When he was close to me I asked him how long he’d been working in the NHS. Somewhat startled that a patient recognised him as a human being, as an individual,
he looked up but not directly at me and quietly said, “I’m a man.”
Then, in that suspended moment in which I accounted for my surprised response to his three words, slowly he brought his eyes down, but not on me, and continued, “Three years now.”
“Do you mind me asking what you did before?”
Without changing his point of focus, he said, “In the military, RAF, 16 years.” Long pause. “After that I was a Postmaster.” Then he looked at me, straight into my eyes and perhaps through me. He seemed oh so hurt.
I whispered, “Horizon*?” He nodded his head yes. “Got me for thousands but the worst part was the pressure they put on you.” He paused to gather himself, perhaps not knowing if he should continue or not.
I asked, “Did you see the TV series**?
He nodded yes. “The worst thing was that the PO used their supposed experts as bounty hunters. Did you know for each of us they dragged in, they received a bonus, so it wasn’t the truth they wanted, it was the money.”
I asked, “What I still don’t understand is where’d all that money go?”
He came alive for a moment. “That’s it, who’s got the money? Where is it?
Probably in the pockets of the PO’s board members.”
He nodded to himself as well as to me, and murmured, “gotta get on with it,” and shook the mop handle.
We know this is a national disgrace. We know it is a reflection of what the dignity and self-control the pre-Thatcher ruling class manifested in relation to some thin scab of morality and sense of fairness that now pretends to be our ruler’s moral compass.
But do we not believe that he is a part of us and we of him?
Or is it that we construct a story of a poor working class kid who did badly at school, then joins the military as his only path to a decent life? And the justification goes: what he did, he did for himself, not for the nation, therefore what do the rest of us owe him?

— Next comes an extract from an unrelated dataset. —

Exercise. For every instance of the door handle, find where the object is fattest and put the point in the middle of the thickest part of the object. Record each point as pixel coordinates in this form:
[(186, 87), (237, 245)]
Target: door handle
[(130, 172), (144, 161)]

Tragically, most of us unconsciously accept or consciously ignore that the maintenance of our lifestyle and beliefs are worth other’s suffering. This implies a refusal to accept our common story that whispers about our shared humanity with all others, including those we allow to be condemned to poverty and violence. If nothing else, this hypocrisy is enough to undermine the moral fibre of our civilization which is exactly what the pseudo strongmen and their fascist buddies do.
This is a long story, part of what I have written about in earlier essays. In essence it is down to the right wing and their rich masters deciding around 1970 that they could begin, step-by-step to roll back the welfare state, manipulate laws to favour their tax status while creating a financialized world in which, through tax policy, interest rates and mortgages, they could increase their profits. By unnecessarily increasing prices while supressing wages they were able to further engorge themselves with even greater wealth. All of this in the face of people only wanting decent housing, decent schools, decent medical care, affordable food as a human right.
Related to the above and carrying on my discussion about portraits from last week’s images of artists, below are images of workers: working class people, hounded by hard labour, long hours, poor conditions, lack of respect, oppressed by the meaningless nature of their work, by their relative poverty and by their broken dreams.
Note the eye contact with the camera, that is to say, with me. This was always an attempt on my part to give people who are victims of history, a dignified presence within history.
In my life of photographing, it is not often that I could help strangers to look at the camera with such clarity, self-possession and undefended honesty. For me, it was an extremely modest way of honouring them as individuals.
In this mid 1970’s period, some people seemed contented enough to pause and let me take a picture but mostly people did not want to have a print nor give their names, It was as if my paying attention to them was some sort of honour, although I have to say, I always felt honoured by them.
NOTES:
*Horizon is a computer accounts system commissioned by the English Post Office to run all sub Post Office’s financial books, created by Fujitsu. It turned out to be corruptible from the Fujitsu HQ in England. Over 900 sub post officers were eventually extorted of money they supposedly owed, with many given further penalties and even prison sentences. The worst of it is that people in the higher offices of both corporations knew what was happening and turned away. No one knows to whom the money went.
**Over the years this went on there have been various reports on the inside pages of newspapers and the occasional news item on TV, but a powerful 4 episode drama was made and shown a few weeks earlier that captured the attention of the country and appalled huge numbers of people who demanded of their MPs that something be done immediately. Given the gradualness of English history the promises have come thick and fast but the amends will only trickle down, leaving these people’s lives in poverty and ruin.
I am glad you related to the cleaner and got - at least part - of his story… these stories need highlighting
Robert, first of all, I hope you are feeling better and recovering quickly. These are terrific photographs. Have you thought of an exhibition or a book? They reminded me of some of the photos taken during the 1929-1935 period in America, and/of the book we had on our bookshelf The Family of Man.